Wagen was born in 1878 and raised in Mankato, Minnesota. She began climbing at a young age but, in the absence of any mountains in her area, she climbed the windmill at her grandparents’ farm and became known locally as "the windmill climber".[1] After graduating from the University of Minnesota in 1903, she moved to Tacoma, Washington.[1] She worked at Stadium High School as a mathematics teacher and in her spare time she climbed extensively in the North Cascades and Olympic Mountains.[2]

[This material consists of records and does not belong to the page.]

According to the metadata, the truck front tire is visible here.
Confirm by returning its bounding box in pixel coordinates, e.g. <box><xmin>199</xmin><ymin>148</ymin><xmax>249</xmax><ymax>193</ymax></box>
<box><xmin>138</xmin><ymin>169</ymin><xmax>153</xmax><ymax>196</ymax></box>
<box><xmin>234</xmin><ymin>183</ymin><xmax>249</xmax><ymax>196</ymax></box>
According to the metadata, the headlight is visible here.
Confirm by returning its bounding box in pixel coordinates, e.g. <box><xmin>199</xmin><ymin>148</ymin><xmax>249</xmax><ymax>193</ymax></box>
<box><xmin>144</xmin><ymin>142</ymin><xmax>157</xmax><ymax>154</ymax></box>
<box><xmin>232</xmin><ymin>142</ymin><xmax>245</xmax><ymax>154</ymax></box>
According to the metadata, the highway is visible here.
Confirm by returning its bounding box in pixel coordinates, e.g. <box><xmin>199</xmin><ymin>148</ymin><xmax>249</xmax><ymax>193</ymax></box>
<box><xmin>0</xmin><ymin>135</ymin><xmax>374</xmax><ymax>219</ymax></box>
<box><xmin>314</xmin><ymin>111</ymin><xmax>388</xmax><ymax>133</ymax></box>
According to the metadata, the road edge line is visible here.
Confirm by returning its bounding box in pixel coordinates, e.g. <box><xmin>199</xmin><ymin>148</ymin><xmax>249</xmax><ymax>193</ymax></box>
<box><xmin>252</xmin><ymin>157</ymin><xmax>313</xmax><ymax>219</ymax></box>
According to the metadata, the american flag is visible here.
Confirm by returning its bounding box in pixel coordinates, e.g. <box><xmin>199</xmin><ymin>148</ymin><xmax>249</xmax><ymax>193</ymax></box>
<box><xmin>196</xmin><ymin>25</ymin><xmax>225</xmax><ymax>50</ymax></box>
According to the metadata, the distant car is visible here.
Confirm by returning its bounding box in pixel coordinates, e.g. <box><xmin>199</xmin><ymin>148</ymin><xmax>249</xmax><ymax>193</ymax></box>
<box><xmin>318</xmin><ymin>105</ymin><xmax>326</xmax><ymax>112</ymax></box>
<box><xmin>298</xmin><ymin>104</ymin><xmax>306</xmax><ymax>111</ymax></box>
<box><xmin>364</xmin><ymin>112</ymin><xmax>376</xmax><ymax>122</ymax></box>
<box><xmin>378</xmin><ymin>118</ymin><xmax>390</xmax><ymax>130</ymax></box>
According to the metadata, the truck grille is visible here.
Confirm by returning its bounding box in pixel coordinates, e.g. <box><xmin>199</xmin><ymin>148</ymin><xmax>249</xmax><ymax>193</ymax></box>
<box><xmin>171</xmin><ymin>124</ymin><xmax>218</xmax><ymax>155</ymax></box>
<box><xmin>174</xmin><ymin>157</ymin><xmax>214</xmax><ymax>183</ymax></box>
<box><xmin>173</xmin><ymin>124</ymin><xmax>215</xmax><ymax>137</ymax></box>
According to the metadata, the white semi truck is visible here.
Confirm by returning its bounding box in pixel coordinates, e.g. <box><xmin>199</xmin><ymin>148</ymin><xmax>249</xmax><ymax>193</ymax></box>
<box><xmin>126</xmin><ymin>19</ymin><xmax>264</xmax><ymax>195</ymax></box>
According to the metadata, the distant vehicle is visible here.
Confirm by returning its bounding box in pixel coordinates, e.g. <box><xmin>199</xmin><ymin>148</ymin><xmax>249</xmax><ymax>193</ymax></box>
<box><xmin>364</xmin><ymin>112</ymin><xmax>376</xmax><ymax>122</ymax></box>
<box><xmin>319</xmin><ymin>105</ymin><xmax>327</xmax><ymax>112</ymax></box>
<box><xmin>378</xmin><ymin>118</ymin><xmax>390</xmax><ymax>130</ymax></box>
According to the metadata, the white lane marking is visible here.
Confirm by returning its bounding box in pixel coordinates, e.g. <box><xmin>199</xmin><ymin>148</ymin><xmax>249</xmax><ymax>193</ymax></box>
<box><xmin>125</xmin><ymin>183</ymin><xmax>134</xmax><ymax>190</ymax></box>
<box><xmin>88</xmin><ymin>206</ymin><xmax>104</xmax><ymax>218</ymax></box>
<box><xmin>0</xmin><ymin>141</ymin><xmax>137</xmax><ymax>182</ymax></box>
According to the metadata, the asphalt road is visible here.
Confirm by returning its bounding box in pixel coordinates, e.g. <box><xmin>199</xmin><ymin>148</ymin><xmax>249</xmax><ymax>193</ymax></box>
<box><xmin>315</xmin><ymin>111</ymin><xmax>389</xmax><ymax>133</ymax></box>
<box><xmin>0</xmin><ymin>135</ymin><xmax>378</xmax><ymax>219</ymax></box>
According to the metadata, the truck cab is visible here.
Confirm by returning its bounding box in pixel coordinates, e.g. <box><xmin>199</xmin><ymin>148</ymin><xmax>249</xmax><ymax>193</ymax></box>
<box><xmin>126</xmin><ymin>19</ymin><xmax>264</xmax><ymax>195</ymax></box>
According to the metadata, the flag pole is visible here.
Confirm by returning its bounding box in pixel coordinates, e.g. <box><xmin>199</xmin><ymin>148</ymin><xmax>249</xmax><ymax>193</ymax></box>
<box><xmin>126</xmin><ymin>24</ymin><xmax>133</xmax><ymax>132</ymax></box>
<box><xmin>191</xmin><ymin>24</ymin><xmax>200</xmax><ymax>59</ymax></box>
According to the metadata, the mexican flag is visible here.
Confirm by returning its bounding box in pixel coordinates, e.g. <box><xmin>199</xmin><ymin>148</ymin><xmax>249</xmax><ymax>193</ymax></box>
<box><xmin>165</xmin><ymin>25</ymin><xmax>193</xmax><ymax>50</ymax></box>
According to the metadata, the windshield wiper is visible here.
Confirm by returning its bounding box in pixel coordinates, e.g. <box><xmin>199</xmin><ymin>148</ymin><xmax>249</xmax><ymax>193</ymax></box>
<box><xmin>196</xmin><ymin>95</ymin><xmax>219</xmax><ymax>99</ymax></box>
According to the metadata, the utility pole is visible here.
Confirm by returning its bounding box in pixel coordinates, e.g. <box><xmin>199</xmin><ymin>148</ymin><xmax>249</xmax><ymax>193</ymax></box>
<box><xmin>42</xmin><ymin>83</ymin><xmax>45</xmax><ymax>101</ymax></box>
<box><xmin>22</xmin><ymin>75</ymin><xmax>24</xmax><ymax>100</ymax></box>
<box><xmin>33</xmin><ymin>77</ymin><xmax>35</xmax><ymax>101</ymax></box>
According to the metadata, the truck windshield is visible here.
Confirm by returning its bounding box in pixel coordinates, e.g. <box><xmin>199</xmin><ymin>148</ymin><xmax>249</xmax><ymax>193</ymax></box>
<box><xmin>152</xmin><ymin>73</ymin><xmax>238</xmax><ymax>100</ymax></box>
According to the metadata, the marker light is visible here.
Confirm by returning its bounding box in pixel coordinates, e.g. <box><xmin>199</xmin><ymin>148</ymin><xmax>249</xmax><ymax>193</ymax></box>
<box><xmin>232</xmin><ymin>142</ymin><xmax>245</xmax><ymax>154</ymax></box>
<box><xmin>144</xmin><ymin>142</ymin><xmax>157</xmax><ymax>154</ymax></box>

Wagen became an official member of The Mountaineers in 1913.[2] In 1914, she traveled to Glacier National Park where she "found [her] life's work right in the National Parks" and climbed Mount Rainier for the first time in 1915.[1] She spent the summer of 1916 hiking in Yellowstone National Park and in 1917 she climbed Mount Adams, Mount St. Helens and Mount Hood with the Mountaineers.[2] When the United States joined World War I, this created a shortage of mountain guides, and Wagen joined the National Park Service as a guide in 1918.[1] She was the first female guide to work in Mount Rainier National Park.[2] The bulk of her work as a guide consisted of leading tourists on hikes to nearby glaciers, but she occasionally assisted in leading parties to the mountain's summit, which she was said to have done "like a master".[3] Joseph Hazard, Rainier's chief climbing guide at the time, referred to Wagen as "one of the best guides in the employ of the company". She worked in Yosemite National Park briefly in 1922 before returning to Rainier.[1]
Wagen retired after marrying Horace J. Whitacre in Tacoma. She moved to Claremont, California after Whitacre's death in 1944 and lived there until her death in 1967.[2]